For the purpose of the script, we only care about a few of the key-values in this response so that is all we will model. This does exploit the default Any return type of our http client, but in a good way. Because the return is Any we can annotate our return as a TypedDict class and everything will be happy. Now, if we mess up or the response changes there will still be a KeyError but this happens in other methods too.

The model and simple http call look something like this:

check_stream.py
class Stream(TypedDict):
    """Stream object."""

    user_name: str
    game_name: str
    title: str
    viewer_count: int
    started_at: str


def get_streams_by_user_name(user_name: str) -> list[Stream]: # (1)!
    """Get stream by user name, do not paginate."""
    url = f"https://api.twitch.tv/helix/streams?user_login={user_name}?type=live?first=20"
    headers = {"Client-ID": CLIENT_ID, "Authorization": f"Bearer {ACCESS_TOKEN}"}
    response = httpx.get(url, headers=headers)
    return response.json()["data"] # (2)!
  1. This return type works here because response.json() returns Any.
  2. There is more data than the TypedDict defines but that is okay, we can always expand the Stream class if more data is needed.

The TypedDict does not allow for default values. It also do not allow extra methods to be declared, unlike NamedTuple and dataclass. However, it does give the return value a shape that can be checked downstream. As a middle-ground between a raw list[dict[str, Any]] or a full model, the TypedDict offers a lot of value.

This example lays out that we will be returning a list of Stream object and these objects have, at least, the five keys available. Editors with auto-complete options should even prompt the dev to select from the available options. As an added bonus; mypy is quite verbose in detecting key errors and will even suggest corrections!

mypy check_stream.py

check_stream.py:71: error: TypedDict "Stream" has no key "gamename" [typeddict-item]

check_stream.py:71: note: Did you mean "game_name"?
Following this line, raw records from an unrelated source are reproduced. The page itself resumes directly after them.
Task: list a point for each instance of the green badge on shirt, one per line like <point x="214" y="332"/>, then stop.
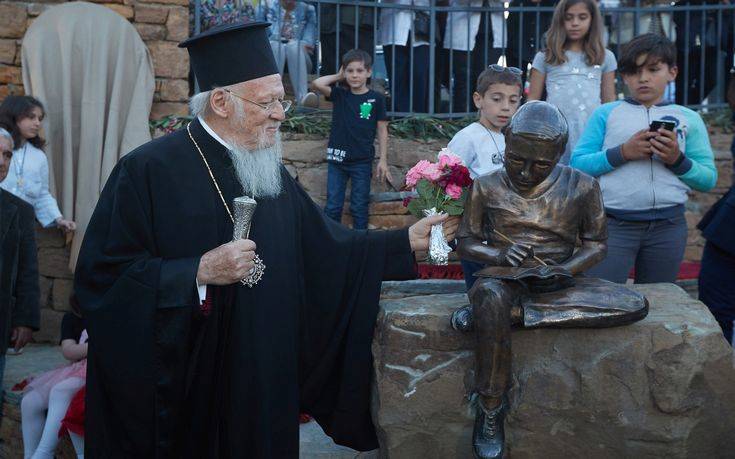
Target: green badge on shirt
<point x="365" y="109"/>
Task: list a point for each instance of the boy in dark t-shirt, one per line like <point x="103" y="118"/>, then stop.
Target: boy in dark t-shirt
<point x="358" y="114"/>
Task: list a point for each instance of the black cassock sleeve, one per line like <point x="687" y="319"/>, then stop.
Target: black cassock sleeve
<point x="26" y="293"/>
<point x="342" y="274"/>
<point x="123" y="288"/>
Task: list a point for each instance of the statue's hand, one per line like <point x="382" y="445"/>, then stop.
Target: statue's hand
<point x="517" y="253"/>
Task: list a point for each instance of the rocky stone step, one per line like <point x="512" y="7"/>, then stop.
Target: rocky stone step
<point x="661" y="387"/>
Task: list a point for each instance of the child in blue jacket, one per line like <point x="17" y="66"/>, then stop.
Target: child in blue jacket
<point x="645" y="174"/>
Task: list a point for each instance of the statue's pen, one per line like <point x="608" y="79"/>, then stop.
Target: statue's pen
<point x="510" y="241"/>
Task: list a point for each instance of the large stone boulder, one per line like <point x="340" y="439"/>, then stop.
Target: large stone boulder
<point x="661" y="387"/>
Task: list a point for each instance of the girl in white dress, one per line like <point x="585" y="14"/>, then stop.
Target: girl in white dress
<point x="28" y="177"/>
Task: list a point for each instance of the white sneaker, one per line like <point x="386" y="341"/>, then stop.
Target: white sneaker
<point x="310" y="100"/>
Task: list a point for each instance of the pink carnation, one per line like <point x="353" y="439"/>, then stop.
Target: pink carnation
<point x="432" y="172"/>
<point x="416" y="173"/>
<point x="448" y="159"/>
<point x="453" y="191"/>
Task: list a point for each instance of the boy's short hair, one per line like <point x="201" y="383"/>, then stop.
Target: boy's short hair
<point x="493" y="75"/>
<point x="357" y="55"/>
<point x="657" y="48"/>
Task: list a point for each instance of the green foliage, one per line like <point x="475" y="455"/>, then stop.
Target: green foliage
<point x="169" y="123"/>
<point x="426" y="128"/>
<point x="318" y="123"/>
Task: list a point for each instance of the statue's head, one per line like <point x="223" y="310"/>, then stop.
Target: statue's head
<point x="535" y="139"/>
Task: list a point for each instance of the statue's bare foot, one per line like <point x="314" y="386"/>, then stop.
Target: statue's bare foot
<point x="462" y="319"/>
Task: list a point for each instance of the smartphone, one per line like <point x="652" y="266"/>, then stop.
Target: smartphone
<point x="658" y="124"/>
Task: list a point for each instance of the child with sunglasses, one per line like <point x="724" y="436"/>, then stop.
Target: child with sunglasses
<point x="481" y="145"/>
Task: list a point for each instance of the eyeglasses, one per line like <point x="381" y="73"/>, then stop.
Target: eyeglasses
<point x="501" y="69"/>
<point x="270" y="107"/>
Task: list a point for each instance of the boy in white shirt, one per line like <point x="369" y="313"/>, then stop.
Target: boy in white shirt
<point x="481" y="145"/>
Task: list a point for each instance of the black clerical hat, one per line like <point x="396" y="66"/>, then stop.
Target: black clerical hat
<point x="230" y="54"/>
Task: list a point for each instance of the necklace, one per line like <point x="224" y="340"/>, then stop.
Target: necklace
<point x="496" y="158"/>
<point x="19" y="169"/>
<point x="257" y="272"/>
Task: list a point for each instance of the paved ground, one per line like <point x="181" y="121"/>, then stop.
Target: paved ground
<point x="39" y="358"/>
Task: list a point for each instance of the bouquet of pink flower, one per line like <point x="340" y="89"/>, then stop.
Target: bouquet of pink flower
<point x="441" y="187"/>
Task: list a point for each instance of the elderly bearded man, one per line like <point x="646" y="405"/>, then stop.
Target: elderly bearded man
<point x="171" y="378"/>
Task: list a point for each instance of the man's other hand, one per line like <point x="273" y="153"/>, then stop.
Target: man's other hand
<point x="20" y="336"/>
<point x="418" y="233"/>
<point x="227" y="263"/>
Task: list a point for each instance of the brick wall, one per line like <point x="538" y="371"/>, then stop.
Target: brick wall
<point x="160" y="23"/>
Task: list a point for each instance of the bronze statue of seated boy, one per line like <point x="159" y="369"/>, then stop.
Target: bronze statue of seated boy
<point x="536" y="225"/>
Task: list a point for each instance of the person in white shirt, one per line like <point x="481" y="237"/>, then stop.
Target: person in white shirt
<point x="481" y="145"/>
<point x="404" y="34"/>
<point x="476" y="40"/>
<point x="28" y="175"/>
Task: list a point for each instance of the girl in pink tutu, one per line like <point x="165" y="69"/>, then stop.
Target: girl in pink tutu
<point x="48" y="396"/>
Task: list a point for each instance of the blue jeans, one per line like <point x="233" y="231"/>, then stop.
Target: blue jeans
<point x="655" y="248"/>
<point x="359" y="174"/>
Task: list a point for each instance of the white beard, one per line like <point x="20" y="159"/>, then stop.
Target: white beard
<point x="259" y="170"/>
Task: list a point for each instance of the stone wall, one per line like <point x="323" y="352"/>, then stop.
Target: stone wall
<point x="661" y="387"/>
<point x="55" y="280"/>
<point x="160" y="23"/>
<point x="304" y="158"/>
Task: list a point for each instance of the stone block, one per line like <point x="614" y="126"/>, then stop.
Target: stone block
<point x="50" y="331"/>
<point x="10" y="74"/>
<point x="661" y="387"/>
<point x="29" y="22"/>
<point x="54" y="262"/>
<point x="7" y="51"/>
<point x="162" y="109"/>
<point x="60" y="294"/>
<point x="18" y="55"/>
<point x="169" y="61"/>
<point x="306" y="151"/>
<point x="177" y="24"/>
<point x="174" y="90"/>
<point x="166" y="2"/>
<point x="45" y="285"/>
<point x="150" y="31"/>
<point x="151" y="14"/>
<point x="125" y="11"/>
<point x="12" y="19"/>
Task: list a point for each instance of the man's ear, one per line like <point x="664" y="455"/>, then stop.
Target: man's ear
<point x="218" y="102"/>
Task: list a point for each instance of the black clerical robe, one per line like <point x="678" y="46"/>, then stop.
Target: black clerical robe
<point x="166" y="381"/>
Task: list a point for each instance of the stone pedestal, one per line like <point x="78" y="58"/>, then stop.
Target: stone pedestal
<point x="662" y="387"/>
The completed script is still lightweight and fast to develop on. This is critical, in my opinion, for getting the best value out of my time. As the xkcd comic suggests; just fly!

-- Preocts 🥚


check_stream.py
"""Check the status of a streamer on TwitchTV"""
from typing import TypedDict

import httpx

CLIENT_ID = ""
ACCESS_TOKEN = ""

class Stream(TypedDict):
    """Stream object."""

    user_name: str
    game_name: str
    title: str
    viewer_count: int
    started_at: str


def get_streams_by_user_name(user_name: str) -> list[Stream]:
    """Get stream by user name, do not paginate."""
    url = f"https://api.twitch.tv/helix/streams?user_login={user_name}?type=live?first=20"
    headers = {"Client-ID": CLIENT_ID, "Authorization": f"Bearer {ACCESS_TOKEN}"}
    response = httpx.get(url, headers=headers)
    return response.json()["data"]

def get_live_stream(user_name: str) -> Stream | None:
    """Get stream data from user name, return None if not live."""
    for stream in get_streams_by_user_name(user_name):
        if stream["type"] == "live" and stream["user_name"] == user_name:
            return stream


if __name__ == "__main__":
    if len(sys.argv) < 2:
        print("Usage: python check_stream.py <user_name>")
        raise SystemExit(1)
    user_name = sys.argv[1]
    if data := get_live_data(user_name):
        print(f"{data['user_name']} is live with {data['viewer_count']} viewers")
        print(f"Title: {data['title']}")
        print(f"Playing {data['game_name']}")
    else:
        print(f"{user_name} is not live.")